Production has been nearly cut in half since 1999. So researchers have identified new ways to use the plant.
Most notably, and perhaps ironically, the crop long blamed for causing cancer could produce pharmaceuticals to help treat cancer.
“We’re really sitting on the precipice of a revolution in biological sciences,” said Bruce Fortnum, a plant pathologist at the Clemson University Pee Dee Research and Education Center, which has been researching tobacco proteins for about five years. “There’s a lot of great stuff coming down the line.”
Sounds promising, but questions remain regarding the benefit to producers and the fiscal stability of startup companies trying to funnel tobacco pharmaceuticals to the market.
View from the field
“That’s all I ever did. That’s all my daddy ever did,” said tobacco farmer Mike Eugene Johnson of Galivants Ferry of his family’s longtime livelihood.
“That’s all I know to do is farm,” Elliott echoed.
But a dark cloud now hangs over the only way of life they’ve ever known.
In 1999, the Palmetto State planted about 39,000 acres of tobacco. By 2006, that number had slipped to 23,000, said Larry Boyleston, assistant commissioner of the S.C. Department of Agriculture.
From the early 1960s into the early 1990s, tobacco was the state’s biggest cash crop, he said. Today, tobacco trails behind chickens, nurseries, turkeys, cattle and cotton in agricultural cash receipts.
Cash receipts from tobacco dropped from $167.9 million in 2000 to $72 million in 2006. Receipts decreased significantly, by nearly 50%, after the federal “buyout” of 2004.
The federal government once set the price of tobacco crops. Only farmers who owned quotas could grow tobacco. But, saddled with expenses, the federal government ended those programs in 2004, removing its influence on price to shift the tobacco industry to the free market.
With federal restrictions out of the way, more farmers began growing tobacco. Supply exceeded demand. Market prices dropped.
“It was the pressure of supporting an industry that so many people considered harmful,” Boyleston said. “When you remove that external force of government support, then it comes down to who can make it economically viable.”
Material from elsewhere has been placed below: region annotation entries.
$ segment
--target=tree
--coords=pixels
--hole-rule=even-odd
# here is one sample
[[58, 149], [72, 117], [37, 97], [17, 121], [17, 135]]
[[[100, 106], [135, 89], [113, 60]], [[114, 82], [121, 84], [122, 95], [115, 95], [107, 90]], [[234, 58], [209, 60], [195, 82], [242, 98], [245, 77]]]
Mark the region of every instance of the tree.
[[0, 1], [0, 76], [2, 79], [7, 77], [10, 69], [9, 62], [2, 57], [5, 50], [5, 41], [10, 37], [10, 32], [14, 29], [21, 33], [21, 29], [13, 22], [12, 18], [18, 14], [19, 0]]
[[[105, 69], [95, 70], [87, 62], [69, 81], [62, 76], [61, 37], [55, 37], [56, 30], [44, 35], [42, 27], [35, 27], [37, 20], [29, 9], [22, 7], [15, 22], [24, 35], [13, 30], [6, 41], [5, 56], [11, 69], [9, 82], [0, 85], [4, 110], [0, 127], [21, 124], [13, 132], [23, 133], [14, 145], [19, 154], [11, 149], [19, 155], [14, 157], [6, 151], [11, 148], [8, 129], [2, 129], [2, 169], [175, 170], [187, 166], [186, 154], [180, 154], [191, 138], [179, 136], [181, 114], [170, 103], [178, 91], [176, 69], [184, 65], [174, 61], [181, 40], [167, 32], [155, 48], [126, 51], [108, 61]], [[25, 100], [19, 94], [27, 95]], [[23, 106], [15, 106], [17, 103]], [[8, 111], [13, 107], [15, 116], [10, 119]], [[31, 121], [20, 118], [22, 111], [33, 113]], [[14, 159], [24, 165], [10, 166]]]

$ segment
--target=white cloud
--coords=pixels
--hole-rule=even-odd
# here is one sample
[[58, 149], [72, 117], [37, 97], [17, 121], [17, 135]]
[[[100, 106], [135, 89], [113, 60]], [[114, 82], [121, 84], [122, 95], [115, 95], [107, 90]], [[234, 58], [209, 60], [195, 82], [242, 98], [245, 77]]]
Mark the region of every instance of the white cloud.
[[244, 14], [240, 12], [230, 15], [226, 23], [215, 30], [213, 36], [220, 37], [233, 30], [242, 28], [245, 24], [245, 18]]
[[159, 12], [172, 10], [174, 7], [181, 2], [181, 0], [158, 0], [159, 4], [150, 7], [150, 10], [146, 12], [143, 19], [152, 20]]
Some tobacco farmers retired. Others began growing corn, soybeans or cotton, he said.
“A lot started growing cotton, but it’s not nearly as good as tobacco,” Boyleston said. “Tobacco was a high-value crop in its heyday.”
Some just quit farming, Elliott said. “I’ve heard of four or five that have quit this year. Some of them just sold the equipment, and tried to find a job. They’re just trying to get by. We’ve been able to hold our own.”
He plants about 125 acres a year. That’s a small percentage of his 1,700-acre farm but about the same acreage he’s planted in past years. He also plants corn and soybeans.
“There’s still demand out there for smoking,” Elliott said.
Despite statewide declines, Johnson boosted production back up to 100 acres, after scaling back acreage following the government buyout several years ago. Most of his neighbors grow 50 to 200 acres, he said.
“The demand is back up, not in the United States, but the overseas market is up,” Johnson said. “I don’t know how long that’s going to last.”